Selain persoalan sampah, banjir juga masih menjadi masalah yang berulang di berbagai titik Kota Palembang. Sejumlah penelitian menyebutkan bahwa kondisi geografis Palembang sebagai kota dataran rendah, ditambah penyempitan drainase, sedimentasi, alih fungsi lahan, dan sampah yang menyumbat saluran air menjadi faktor utama penyebab terjadinya genangan ketika curah hujan tinggi.

Ketua Lokal Advance Training PII, Syarif Hidayatullah, mengatakan bahwa penyelesaian persoalan lingkungan tidak dapat dilakukan hanya dengan membangun infrastruktur, tetapi juga harus dibarengi dengan peningkatan kesadaran masyarakat.

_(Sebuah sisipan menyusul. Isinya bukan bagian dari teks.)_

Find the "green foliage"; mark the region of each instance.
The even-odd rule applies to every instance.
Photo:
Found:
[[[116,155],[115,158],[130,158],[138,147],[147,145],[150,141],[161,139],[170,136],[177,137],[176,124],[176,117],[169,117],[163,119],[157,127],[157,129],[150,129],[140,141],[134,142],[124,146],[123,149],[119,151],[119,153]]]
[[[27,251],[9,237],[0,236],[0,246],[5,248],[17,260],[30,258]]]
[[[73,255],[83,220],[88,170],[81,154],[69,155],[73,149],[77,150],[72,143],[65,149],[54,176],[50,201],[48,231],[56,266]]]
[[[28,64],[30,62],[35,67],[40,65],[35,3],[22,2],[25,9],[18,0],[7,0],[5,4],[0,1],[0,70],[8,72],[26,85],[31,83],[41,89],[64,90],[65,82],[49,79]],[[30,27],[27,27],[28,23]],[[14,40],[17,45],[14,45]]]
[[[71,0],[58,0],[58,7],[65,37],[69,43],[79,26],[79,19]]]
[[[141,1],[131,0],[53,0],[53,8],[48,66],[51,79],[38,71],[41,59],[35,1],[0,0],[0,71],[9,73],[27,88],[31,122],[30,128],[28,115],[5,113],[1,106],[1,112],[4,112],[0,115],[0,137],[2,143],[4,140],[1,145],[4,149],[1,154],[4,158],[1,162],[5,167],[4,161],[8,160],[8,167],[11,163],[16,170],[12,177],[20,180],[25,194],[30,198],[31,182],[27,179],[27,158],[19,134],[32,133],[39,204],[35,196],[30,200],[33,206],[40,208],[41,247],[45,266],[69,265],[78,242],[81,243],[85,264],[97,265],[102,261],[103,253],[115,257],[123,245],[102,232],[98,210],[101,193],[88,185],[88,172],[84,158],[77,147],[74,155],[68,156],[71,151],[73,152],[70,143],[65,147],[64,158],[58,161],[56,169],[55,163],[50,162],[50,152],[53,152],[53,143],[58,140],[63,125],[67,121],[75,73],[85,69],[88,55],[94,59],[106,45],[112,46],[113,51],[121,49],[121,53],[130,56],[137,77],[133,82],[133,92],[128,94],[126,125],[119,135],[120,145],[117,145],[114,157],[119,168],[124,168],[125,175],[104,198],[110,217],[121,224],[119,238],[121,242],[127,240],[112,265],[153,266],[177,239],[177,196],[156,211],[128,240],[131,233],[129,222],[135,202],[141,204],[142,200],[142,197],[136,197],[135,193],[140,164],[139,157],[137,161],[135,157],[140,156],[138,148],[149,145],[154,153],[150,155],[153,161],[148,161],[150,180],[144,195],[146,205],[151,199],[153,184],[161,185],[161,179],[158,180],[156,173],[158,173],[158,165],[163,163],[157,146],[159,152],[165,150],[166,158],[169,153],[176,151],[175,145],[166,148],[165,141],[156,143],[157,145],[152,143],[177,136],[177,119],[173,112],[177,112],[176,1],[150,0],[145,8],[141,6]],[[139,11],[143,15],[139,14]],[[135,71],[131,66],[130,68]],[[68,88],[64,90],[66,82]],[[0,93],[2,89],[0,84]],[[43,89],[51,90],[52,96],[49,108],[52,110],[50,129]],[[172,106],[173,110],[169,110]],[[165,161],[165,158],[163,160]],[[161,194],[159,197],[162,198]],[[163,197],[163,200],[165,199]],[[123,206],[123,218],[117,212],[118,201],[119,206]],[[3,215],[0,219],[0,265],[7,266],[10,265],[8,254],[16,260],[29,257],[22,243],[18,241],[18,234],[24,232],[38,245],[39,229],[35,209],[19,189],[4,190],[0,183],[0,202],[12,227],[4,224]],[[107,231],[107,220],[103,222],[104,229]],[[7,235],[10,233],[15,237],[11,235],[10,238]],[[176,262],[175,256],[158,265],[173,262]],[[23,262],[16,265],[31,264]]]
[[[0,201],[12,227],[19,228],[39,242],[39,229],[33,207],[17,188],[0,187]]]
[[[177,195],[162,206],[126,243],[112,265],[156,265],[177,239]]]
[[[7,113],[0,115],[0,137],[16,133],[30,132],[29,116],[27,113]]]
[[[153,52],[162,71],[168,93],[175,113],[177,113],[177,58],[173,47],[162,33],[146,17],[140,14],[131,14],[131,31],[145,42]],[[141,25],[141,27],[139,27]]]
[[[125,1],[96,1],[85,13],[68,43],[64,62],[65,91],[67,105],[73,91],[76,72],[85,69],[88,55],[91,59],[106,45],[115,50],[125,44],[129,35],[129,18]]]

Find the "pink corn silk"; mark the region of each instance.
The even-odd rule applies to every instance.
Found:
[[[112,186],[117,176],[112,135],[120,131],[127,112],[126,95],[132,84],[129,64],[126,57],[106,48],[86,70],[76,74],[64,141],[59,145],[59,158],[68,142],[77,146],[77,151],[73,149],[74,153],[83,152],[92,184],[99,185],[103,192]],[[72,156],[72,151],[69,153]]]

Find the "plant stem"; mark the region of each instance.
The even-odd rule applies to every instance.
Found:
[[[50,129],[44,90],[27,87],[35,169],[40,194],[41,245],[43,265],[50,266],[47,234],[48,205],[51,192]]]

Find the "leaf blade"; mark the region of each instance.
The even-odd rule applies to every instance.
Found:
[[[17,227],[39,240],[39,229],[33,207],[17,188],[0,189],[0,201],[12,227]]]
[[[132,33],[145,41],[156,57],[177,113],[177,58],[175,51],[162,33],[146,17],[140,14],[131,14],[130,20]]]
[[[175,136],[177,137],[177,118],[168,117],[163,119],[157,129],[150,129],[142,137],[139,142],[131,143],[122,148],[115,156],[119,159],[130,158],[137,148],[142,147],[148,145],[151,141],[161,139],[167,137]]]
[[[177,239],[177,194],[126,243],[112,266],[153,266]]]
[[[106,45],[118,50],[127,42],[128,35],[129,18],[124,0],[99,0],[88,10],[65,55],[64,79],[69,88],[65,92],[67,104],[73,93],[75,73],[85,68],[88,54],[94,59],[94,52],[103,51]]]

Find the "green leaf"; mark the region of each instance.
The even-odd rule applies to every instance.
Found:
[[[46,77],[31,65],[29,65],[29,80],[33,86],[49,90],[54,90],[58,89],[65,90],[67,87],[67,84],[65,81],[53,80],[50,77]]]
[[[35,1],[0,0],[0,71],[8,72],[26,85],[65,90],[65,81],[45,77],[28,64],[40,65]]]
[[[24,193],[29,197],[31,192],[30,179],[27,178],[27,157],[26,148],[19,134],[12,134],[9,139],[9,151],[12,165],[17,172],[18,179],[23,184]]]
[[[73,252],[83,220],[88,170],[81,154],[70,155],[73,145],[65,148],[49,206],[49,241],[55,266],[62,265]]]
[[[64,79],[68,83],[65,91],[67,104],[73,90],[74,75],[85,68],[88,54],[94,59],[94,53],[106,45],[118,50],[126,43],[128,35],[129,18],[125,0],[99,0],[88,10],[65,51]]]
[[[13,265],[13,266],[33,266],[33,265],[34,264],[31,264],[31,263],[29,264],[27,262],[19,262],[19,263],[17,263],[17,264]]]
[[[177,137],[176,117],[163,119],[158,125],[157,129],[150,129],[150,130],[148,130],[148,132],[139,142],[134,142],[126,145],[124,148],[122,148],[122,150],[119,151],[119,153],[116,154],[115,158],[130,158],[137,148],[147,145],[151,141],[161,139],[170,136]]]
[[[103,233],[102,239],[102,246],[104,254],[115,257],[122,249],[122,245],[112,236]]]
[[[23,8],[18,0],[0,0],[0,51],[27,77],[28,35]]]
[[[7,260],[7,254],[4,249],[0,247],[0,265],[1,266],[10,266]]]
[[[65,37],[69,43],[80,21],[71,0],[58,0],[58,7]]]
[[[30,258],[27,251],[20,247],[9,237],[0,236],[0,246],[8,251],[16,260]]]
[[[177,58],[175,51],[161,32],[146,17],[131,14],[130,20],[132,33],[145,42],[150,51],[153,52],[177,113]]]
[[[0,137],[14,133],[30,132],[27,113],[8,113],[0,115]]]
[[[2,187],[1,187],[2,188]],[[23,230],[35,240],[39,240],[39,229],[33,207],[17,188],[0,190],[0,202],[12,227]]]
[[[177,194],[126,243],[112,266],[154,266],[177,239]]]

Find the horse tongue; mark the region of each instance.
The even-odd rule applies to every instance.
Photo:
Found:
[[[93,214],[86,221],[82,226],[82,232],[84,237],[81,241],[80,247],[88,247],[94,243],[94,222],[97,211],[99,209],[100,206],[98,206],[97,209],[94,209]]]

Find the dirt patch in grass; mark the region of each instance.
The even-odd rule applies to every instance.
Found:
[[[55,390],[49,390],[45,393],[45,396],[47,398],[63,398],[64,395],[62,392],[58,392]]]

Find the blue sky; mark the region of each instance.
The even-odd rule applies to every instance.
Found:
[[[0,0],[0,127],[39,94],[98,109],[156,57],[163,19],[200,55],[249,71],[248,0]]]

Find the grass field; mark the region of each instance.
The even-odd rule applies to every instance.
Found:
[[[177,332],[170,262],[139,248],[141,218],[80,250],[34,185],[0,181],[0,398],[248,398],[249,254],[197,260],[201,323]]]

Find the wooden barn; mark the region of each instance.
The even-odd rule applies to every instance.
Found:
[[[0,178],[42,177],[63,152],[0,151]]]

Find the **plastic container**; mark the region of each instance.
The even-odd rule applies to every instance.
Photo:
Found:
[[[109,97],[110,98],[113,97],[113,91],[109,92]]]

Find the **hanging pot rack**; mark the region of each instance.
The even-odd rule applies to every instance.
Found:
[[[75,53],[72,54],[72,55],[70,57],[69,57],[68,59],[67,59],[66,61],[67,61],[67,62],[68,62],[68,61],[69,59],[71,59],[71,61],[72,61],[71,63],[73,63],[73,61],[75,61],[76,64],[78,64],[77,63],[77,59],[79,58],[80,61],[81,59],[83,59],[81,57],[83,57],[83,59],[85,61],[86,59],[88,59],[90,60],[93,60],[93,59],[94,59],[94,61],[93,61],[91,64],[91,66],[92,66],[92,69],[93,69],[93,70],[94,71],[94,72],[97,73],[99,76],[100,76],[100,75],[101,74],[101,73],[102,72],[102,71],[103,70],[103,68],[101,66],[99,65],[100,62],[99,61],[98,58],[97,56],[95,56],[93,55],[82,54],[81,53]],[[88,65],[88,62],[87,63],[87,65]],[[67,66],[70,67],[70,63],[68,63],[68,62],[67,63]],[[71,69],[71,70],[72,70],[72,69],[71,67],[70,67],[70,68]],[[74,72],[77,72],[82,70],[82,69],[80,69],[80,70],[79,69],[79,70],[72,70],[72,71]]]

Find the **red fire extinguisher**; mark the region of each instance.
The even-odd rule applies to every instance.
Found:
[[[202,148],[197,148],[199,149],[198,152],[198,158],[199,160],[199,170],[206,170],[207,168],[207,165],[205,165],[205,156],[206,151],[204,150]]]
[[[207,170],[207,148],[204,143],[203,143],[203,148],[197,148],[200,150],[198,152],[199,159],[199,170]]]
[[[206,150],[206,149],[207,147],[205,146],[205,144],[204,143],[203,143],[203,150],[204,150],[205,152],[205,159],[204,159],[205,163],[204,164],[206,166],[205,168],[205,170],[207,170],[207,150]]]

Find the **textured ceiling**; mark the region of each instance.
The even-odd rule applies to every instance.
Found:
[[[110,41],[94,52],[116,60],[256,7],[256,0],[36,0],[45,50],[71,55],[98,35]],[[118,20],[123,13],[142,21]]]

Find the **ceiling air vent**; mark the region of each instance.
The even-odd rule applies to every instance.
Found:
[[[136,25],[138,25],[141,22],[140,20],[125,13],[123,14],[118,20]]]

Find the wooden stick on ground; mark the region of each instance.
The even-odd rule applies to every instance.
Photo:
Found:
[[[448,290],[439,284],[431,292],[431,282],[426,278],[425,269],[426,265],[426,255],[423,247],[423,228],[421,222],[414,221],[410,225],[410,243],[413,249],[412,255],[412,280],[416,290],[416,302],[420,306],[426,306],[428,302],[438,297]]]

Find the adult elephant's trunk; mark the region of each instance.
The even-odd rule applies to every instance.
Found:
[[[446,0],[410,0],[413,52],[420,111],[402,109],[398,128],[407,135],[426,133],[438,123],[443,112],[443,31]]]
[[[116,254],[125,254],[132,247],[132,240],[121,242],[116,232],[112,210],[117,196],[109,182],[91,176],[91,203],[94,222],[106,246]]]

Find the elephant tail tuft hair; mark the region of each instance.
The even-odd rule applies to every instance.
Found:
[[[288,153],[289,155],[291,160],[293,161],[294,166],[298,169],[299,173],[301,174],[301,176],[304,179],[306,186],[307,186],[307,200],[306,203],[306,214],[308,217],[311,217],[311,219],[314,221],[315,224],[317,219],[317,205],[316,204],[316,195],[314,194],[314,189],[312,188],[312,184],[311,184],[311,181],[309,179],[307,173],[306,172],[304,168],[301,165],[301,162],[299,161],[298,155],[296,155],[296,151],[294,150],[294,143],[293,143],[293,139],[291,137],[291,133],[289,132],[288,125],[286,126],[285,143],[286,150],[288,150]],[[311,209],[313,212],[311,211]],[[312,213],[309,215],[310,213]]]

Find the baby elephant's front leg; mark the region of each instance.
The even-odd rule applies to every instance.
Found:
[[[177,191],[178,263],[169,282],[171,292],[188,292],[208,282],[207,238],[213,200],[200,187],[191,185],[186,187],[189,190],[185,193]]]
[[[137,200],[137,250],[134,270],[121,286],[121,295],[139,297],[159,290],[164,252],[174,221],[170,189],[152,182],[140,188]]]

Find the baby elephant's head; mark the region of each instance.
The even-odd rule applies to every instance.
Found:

"Permasalahan lingkungan di Kota Palembang merupakan tanggung jawab bersama. Pemerintah perlu memastikan pemerataan fasilitas pengelolaan sampah, khususnya Tempat Penampungan Sementara (TPS), agar masyarakat memiliki akses yang memadai untuk membuang sampah dengan benar. Di sisi lain, masyarakat juga harus membangun budaya disiplin dalam menjaga kebersihan lingkungan," ujar Syarif saat diminta keterangan, Sabtu (27/6/2026).

Menurutnya, pelajar memiliki peran penting sebagai agen perubahan dalam membangun kesadaran lingkungan sejak dini. Melalui organisasi Pelajar Islam Indonesia, kader didorong untuk aktif dalam edukasi pengelolaan sampah, kegiatan penghijauan, serta mengajak masyarakat menerapkan pola hidup yang lebih ramah lingkungan.

"Sebagai pelajar, kami tidak hanya dituntut memiliki kemampuan akademik, tetapi juga kepedulian terhadap persoalan sosial dan lingkungan. Menjaga kelestarian lingkungan merupakan bagian dari tanggung jawab manusia sebagai khalifah di muka bumi. Kami berharap gerakan pelajar dapat menjadi pelopor perubahan melalui aksi nyata di sekolah maupun di tengah masyarakat," tambahnya.

PII menilai bahwa penyelesaian persoalan lingkungan di Palembang harus dilakukan secara komprehensif melalui peningkatan kualitas layanan persampahan, penambahan dan pemerataan fasilitas TPS, optimalisasi program Bank Sampah, perbaikan sistem drainase, serta penguatan edukasi lingkungan kepada masyarakat. Dengan langkah tersebut, Kota Palembang diharapkan mampu mewujudkan lingkungan yang lebih bersih, sehat, dan berkelanjutan.